OF DONUT GREASE, COWBOY HATS, EMOTIONAL MEMORIES: TORRENCE WINS VIRGINIA TOP FUEL RACE



Despite conditions being “hotter’n donut grease,” Steve Torrence’s Top Fuel career came full circle Sunday with his Virginia NHRA Nationals victory.

The Texan earned his career 20th Wally trophy in his 200th race since debuting at this very track in 2006, driving Dexter Tuttle’s dragster.

Along with this fourth victory of the season for the Capco Contractors Dragster team and first at Virginia Motorsports Park, it marked the start of a team tradition: wearing authentic Resistol-brand cowboy hats.   

“This is one of the best racetracks I’ve ever been down. This thing’s like glass. You go out through there, it’s so smooth. It’s too bad it was sweltering while we were here racing, because I think you could have seen some really good numbers,” Torrence said.

“I enjoyed coming back here. This was my 200th race, but this is where every bit of it started back in 2006. It was an eerie feeling, coming out underneath the tower. Really, I hadn’t gotten nervous in a long time driving one of these things. I came out and all those emotions came back, looking up there and seeing those same grandstands. I had put this place out of mind and forgot about it. You couldn’t have scripted it any better,” he said.   

About a month or two ago, the Brownsburg, Ind.-based team came down to Kilgore, Texas, to visit Torrence for a week. And, he said, “they all decided they wanted to be bull riders.” Torrence took them over to Tyler, Texas, to visit his buddy, professional bull rider Robson Palermo. Said Torrence, “They changed their minds real quick after the first guy rode. They said, ‘Nah, this is a terrible idea. But we do need cowboy hats.’”

Torrence called the folks at the famous cowboy-hat company Resistol. “The lady there was so gracious to send us cowboy hats,” he said. She asked in what shape he wanted the company to form the hats.
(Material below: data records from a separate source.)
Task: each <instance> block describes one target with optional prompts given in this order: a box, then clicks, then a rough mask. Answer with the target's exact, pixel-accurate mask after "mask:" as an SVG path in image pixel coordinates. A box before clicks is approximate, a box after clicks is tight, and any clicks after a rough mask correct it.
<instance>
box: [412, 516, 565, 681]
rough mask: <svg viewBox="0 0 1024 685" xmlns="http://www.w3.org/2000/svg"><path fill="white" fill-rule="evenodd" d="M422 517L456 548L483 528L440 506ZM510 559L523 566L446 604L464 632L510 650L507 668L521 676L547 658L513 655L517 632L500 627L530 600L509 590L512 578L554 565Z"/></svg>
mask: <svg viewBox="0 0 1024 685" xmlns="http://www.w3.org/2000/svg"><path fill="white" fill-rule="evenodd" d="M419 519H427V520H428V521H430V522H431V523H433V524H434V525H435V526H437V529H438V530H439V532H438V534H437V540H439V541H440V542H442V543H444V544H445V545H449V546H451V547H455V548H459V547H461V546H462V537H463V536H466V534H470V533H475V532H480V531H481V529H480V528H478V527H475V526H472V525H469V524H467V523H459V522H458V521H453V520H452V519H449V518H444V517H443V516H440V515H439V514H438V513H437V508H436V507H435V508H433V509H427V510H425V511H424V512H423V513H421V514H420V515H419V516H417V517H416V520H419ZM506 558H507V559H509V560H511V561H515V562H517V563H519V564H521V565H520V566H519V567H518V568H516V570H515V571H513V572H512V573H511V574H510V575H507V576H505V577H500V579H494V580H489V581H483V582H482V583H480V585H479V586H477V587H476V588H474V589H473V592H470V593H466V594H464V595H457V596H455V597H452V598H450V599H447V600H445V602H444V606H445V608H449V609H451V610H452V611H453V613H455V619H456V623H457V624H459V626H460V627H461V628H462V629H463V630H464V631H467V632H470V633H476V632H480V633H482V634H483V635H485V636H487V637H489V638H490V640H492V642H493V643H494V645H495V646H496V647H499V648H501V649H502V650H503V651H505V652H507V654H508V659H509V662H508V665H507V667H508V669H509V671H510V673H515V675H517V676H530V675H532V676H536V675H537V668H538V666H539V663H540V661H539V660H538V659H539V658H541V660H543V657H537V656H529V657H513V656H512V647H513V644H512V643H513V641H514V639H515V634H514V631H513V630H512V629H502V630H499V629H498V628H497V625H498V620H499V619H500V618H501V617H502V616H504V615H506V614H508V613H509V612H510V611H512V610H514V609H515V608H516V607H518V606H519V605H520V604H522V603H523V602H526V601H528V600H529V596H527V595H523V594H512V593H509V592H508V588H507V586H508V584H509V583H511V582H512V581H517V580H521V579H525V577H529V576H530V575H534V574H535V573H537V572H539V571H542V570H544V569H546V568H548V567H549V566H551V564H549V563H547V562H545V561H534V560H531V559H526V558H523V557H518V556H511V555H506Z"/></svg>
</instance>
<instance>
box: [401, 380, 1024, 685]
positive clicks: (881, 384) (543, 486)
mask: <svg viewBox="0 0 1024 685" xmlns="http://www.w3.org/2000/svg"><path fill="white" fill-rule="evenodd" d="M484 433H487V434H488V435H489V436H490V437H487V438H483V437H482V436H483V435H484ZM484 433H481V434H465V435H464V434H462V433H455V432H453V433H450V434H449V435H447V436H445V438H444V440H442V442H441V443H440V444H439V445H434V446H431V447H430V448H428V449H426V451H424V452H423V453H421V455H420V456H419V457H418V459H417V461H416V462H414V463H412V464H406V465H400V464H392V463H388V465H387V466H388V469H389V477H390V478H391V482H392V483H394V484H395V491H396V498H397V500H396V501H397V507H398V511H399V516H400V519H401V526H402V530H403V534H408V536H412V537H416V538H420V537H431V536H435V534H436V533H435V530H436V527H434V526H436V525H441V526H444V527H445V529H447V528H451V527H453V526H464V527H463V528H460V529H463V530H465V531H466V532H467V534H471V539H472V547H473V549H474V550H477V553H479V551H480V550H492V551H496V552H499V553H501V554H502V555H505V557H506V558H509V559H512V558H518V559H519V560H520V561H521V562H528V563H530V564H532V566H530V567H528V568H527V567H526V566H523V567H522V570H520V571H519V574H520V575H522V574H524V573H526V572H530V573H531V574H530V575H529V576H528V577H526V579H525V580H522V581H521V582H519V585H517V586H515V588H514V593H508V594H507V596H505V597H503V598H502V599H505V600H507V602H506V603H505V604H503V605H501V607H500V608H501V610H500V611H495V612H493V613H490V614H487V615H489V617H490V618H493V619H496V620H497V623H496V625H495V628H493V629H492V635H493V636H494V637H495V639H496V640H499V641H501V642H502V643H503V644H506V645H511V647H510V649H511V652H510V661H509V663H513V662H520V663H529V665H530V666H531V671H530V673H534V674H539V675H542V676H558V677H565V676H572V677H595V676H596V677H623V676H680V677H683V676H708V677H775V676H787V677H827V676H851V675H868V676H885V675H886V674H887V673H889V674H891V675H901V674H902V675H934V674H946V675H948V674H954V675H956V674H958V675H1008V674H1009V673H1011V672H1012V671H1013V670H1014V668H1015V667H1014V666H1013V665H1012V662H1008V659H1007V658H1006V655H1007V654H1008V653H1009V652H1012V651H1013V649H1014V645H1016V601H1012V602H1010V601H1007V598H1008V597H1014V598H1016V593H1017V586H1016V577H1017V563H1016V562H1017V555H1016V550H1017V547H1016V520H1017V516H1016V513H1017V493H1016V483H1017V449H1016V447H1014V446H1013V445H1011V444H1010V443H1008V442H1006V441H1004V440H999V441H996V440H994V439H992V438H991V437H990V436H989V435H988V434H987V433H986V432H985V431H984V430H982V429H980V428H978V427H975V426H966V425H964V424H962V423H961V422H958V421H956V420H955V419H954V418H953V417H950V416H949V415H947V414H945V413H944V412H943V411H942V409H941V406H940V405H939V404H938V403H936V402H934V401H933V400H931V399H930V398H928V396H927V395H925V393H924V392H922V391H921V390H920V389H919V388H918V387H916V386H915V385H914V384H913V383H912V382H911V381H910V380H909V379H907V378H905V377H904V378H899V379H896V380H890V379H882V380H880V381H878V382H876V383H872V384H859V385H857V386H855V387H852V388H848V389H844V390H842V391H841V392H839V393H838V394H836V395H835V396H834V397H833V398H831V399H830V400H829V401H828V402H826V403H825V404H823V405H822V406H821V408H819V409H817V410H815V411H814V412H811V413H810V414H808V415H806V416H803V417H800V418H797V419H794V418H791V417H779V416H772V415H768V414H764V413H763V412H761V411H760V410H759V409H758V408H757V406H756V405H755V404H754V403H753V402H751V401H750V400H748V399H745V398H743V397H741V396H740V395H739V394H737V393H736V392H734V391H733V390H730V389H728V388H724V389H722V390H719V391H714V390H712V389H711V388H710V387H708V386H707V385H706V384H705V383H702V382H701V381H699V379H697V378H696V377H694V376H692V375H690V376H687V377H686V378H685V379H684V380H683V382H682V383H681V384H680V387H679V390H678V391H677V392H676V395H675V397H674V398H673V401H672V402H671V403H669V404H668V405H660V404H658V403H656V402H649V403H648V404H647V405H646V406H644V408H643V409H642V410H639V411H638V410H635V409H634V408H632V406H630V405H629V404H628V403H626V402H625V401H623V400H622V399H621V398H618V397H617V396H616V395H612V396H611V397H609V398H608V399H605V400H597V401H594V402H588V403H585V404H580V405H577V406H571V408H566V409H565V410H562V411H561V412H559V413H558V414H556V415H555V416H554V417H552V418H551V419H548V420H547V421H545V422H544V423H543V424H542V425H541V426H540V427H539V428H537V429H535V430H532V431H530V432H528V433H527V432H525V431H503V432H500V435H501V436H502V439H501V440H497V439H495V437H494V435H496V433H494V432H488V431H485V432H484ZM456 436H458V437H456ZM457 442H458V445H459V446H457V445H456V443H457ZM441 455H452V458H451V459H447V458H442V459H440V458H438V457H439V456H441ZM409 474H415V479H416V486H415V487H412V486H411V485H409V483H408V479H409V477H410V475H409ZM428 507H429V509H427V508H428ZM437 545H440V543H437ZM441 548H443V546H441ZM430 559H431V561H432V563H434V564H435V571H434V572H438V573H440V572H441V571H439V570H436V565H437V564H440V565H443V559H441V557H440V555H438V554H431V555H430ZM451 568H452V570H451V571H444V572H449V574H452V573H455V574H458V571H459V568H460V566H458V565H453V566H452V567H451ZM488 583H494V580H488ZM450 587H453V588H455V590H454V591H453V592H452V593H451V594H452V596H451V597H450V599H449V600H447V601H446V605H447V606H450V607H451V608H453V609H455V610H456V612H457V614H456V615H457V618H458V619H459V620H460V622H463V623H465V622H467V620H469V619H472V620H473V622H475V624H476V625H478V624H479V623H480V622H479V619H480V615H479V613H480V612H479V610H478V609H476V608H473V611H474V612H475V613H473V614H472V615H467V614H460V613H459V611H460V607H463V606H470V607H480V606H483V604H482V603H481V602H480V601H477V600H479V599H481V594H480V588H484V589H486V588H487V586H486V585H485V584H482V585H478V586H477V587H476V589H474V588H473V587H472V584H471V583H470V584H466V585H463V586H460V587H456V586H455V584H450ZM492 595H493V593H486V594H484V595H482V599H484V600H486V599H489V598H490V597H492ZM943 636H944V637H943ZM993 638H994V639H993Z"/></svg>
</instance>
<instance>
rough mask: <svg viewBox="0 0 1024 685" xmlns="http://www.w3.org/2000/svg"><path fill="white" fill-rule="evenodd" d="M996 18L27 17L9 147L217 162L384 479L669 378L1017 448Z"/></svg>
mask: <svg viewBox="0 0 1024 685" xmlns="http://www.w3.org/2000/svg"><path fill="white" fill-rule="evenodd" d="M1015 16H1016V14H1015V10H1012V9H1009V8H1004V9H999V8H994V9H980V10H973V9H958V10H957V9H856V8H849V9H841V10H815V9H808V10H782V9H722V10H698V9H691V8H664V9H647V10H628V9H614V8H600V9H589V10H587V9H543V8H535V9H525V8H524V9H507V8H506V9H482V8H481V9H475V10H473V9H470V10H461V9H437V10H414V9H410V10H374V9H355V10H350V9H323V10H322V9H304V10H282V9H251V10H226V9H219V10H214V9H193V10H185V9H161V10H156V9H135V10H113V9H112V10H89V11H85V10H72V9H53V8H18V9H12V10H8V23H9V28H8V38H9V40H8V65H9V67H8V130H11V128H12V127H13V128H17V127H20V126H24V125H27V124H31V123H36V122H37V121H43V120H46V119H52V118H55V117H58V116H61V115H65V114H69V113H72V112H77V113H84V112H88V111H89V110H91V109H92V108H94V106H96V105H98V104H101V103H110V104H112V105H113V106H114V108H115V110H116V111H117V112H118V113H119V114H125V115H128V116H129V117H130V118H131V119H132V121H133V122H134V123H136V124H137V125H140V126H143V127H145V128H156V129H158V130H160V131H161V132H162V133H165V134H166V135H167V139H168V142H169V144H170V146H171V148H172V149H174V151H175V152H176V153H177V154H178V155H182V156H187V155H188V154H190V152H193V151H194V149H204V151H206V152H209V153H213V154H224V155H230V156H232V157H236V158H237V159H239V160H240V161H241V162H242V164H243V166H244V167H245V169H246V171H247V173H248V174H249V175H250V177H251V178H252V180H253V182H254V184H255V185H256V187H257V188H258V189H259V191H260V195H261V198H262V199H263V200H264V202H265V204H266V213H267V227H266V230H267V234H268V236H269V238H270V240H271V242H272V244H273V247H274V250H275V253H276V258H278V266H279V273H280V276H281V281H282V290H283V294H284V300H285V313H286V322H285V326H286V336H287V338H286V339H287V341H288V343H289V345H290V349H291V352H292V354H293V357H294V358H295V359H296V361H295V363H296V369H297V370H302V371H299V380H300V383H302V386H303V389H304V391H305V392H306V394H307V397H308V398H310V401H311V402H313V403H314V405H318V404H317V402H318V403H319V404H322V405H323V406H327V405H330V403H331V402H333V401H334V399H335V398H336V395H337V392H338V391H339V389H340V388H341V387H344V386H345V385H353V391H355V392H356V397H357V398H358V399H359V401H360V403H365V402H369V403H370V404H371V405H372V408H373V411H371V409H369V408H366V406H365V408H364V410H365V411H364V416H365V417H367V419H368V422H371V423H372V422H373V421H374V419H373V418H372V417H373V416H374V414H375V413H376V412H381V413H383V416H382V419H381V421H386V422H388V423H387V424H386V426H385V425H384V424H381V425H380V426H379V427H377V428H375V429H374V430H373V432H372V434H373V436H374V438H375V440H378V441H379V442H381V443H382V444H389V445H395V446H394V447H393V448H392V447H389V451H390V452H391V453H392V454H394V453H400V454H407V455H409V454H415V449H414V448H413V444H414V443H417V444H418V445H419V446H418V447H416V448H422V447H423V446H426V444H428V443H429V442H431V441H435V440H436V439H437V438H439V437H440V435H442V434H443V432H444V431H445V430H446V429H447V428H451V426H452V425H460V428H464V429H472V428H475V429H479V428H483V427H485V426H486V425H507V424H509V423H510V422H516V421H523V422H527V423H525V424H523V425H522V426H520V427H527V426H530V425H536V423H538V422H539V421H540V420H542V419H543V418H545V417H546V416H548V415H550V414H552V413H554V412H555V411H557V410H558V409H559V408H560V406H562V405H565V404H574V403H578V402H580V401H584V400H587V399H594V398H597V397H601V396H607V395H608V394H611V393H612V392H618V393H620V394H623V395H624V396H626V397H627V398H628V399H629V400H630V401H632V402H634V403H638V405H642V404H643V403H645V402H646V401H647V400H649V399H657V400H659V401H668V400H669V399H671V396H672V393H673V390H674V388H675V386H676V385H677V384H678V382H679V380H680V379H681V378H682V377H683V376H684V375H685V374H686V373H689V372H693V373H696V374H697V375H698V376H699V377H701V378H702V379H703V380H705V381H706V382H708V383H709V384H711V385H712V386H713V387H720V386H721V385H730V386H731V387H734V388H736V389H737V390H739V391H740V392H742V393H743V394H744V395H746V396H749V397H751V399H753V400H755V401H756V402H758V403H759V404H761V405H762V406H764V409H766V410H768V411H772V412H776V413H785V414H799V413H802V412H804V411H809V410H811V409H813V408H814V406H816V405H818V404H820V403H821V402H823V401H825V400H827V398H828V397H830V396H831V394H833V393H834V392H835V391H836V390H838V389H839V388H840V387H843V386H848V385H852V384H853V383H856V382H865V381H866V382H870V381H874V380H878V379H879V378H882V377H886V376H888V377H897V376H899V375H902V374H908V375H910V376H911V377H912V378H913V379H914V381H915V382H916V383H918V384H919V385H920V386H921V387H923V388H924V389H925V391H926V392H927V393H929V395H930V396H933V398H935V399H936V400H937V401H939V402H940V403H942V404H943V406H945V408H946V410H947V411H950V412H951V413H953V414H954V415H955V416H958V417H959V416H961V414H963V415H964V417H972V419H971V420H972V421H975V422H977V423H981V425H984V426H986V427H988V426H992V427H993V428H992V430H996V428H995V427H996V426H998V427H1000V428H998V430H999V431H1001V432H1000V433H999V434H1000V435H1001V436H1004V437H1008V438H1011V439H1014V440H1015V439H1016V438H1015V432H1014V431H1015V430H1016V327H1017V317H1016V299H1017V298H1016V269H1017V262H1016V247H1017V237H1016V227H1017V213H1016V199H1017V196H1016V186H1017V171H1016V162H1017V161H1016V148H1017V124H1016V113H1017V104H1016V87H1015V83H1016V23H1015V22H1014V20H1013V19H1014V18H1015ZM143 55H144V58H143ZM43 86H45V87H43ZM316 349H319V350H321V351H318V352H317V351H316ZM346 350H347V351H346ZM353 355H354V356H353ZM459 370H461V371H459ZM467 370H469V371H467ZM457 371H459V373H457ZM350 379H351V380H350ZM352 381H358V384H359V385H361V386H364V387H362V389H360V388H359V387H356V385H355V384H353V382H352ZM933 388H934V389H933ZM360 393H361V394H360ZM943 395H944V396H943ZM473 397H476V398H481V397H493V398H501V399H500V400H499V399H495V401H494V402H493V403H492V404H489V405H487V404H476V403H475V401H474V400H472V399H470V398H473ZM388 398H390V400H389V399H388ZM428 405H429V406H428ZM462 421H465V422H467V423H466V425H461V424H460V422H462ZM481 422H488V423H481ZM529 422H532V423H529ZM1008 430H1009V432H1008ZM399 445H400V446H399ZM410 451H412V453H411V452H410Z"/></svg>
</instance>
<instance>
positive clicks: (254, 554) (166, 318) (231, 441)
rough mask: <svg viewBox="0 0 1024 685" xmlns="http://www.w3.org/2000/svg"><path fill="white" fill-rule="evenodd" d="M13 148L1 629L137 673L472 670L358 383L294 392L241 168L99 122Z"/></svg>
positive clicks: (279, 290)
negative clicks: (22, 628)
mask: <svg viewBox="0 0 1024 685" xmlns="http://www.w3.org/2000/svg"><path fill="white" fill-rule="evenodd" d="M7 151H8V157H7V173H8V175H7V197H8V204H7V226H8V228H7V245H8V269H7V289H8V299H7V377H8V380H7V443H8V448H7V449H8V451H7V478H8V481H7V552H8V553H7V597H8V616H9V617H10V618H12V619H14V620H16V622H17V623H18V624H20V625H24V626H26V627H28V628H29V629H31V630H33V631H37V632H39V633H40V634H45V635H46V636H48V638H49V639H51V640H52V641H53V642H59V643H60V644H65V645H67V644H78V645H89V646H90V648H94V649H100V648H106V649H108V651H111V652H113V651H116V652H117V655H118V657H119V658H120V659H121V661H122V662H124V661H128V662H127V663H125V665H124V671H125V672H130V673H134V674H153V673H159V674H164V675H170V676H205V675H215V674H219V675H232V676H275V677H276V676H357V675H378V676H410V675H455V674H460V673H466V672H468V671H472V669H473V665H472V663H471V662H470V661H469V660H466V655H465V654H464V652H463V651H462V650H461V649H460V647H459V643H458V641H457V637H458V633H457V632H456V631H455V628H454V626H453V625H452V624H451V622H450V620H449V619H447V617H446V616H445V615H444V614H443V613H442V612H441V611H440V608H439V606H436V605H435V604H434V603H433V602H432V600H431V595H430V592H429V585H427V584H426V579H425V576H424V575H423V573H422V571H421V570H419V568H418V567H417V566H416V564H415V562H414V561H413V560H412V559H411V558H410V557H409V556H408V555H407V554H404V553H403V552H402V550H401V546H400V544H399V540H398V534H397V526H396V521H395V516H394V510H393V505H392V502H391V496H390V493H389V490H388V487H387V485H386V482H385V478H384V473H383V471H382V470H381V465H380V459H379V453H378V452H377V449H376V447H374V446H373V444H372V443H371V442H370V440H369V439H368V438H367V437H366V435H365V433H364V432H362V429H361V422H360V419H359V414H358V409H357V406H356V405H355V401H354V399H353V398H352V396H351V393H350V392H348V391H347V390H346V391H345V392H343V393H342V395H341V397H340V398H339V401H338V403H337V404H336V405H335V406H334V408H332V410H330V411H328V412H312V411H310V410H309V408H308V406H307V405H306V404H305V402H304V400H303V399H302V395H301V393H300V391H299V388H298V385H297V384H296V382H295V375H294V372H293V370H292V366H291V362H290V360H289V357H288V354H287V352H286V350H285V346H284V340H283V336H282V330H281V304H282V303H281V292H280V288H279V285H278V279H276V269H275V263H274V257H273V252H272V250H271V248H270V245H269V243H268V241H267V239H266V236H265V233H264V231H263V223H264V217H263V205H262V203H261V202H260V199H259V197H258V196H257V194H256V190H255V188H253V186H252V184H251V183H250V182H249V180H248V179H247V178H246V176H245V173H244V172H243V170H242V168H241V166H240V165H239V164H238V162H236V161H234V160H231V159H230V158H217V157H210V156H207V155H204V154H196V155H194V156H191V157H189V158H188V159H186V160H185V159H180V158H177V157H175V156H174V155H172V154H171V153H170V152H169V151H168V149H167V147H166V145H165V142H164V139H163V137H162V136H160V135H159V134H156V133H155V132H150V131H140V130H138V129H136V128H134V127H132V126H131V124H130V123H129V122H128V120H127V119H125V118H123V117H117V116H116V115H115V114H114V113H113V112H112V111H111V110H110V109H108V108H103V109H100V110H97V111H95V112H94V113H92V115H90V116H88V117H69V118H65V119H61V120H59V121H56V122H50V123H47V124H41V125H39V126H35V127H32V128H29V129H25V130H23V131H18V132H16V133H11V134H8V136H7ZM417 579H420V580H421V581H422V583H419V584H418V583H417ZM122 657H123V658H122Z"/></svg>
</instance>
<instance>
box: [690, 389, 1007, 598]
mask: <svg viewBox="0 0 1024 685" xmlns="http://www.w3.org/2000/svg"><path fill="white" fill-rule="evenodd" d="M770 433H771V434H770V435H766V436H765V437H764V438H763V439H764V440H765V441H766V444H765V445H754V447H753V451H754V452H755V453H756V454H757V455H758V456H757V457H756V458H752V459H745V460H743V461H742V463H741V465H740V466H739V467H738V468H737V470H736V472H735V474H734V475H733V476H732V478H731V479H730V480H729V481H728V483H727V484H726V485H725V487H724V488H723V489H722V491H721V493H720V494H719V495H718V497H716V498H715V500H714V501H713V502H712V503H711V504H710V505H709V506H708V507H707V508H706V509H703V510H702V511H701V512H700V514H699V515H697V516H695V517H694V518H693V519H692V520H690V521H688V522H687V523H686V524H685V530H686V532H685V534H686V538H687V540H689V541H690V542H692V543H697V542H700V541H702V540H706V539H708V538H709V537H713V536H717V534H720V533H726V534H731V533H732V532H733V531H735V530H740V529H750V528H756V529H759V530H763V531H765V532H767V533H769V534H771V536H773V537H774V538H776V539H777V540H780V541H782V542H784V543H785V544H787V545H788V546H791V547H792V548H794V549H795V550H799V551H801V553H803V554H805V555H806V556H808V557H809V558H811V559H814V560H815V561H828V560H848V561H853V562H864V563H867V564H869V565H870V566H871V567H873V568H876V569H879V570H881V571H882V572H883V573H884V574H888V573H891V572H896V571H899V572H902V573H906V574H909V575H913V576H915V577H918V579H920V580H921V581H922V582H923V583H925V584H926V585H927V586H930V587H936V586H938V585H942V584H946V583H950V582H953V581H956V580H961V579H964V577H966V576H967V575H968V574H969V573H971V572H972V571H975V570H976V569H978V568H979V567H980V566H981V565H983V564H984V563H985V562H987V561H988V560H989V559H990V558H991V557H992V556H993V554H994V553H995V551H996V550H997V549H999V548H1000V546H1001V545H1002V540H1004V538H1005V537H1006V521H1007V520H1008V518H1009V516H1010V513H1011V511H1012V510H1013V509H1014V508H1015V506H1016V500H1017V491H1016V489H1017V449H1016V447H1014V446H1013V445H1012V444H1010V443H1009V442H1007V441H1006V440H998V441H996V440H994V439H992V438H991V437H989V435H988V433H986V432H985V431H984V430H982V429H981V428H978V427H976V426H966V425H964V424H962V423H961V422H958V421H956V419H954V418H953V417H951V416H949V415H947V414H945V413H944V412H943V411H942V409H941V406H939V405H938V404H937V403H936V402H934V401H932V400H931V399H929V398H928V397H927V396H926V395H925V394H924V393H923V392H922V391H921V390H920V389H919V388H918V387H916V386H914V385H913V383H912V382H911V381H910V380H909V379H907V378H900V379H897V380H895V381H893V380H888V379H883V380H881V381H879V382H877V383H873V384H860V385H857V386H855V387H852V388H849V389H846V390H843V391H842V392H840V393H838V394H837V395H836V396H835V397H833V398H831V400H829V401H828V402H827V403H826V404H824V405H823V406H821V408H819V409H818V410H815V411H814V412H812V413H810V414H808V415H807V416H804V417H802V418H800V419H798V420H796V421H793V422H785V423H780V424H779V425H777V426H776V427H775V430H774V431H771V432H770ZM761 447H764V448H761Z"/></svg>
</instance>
He told her, “You just shape ‘em, because these guys don’t know that they even have a shape. They’d want a round dome and a flat [brim], like they’re in the 1880s.” Instead of distributing the hats among the crew members, they decided to keep them boxed up until they recorded their next victory.

So when Torrence defeated Doug Kalitta with a 3.812-second elapsed time at 322.96 mph to the Mac Tools Dragster driver’s 3.844, 309.56, on the 1,000-foot course at North Dinwiddie, Va., just south of Richmond, they broke out their new hats. And they whooped it up in the winners circle, which they shared with Courtney Force (Funny Car), Tanner Gray (Pro Stock), and L.E. Tonglet (Pro Stock Motorcycle).

His victory margin was .0146 seconds, or about seven feet (about one-fourth of the length of a dragster). But his lead in the standings expanded from 25 points to 108 over No. 2 Clay Millican.

Torrence began the weekend trying desperately to hold off Millican and protect his 130-point edge over No. 3 Leah Pritchett. He had his eye on No. 4 Tony Schumacher, the top qualifier this weekend who was trying to make up a 134-point deficit. His challengers all were gone by the second round. But Doug Kalitta lurked behind them, in fifth place, 142 points out. And even though Torrence knows the points are reset when the Countdown begins after Labor Day, naturally he wants to dominate as much as possible.

He didn’t do anything terribly notable in qualifying (partly because a promising 3.7-second pass was shut off on a judgment call by the crew Friday night). He bounced from eighth in the order to 13th to sixth.

“We didn’t qualify as high as we want to,” Torrence said, “but at the end of the day we were in the right spot to win the race. So I was proud of [the team]. They went out there and threw down an .81 in the final, just did their job all day long.”

With the quickest time in each elimination round, Torrence advanced by defeating associate Scott Palmer, hole-shotting Terry McMillen, and taking advantage of Antron Brown’s red-light foul.

Torrence also won at Phoenix and at the four-wide events at Las Vegas and Charlotte.

He said that previous experience at this facility gave him no advantage. Back then, he said, “We ran the big tires on the back, and we had parachutes. That’s about the only thing that relates to what we’re doing today.”

No. 4 qualifier Kalitta, making his 94th final round, did so past Dan Mercier, Pritchett, and teammate Richie Crampton (against whom he already was 5-1 in this season’s first seven races).

The Pomona winner was seeking his second victory of the year and 45th overall and 99th for his team-owner uncle Connie Kalitta. Heading into this event, three of his eight round-losses this year had come to Torrence.

Kalitta, the Top Fuel winner here in 2007, said afterward, “It was a great weekend for the Mac Tools team. We almost picked up that second win of the season. This track was great all weekend, and I cannot thank the Franklin family enough. I am excited to get to Bristol and see if we can get the win there."

The Mello Yello Drag Racing Series moves down the road to Bristol, Tenn., this coming weekend.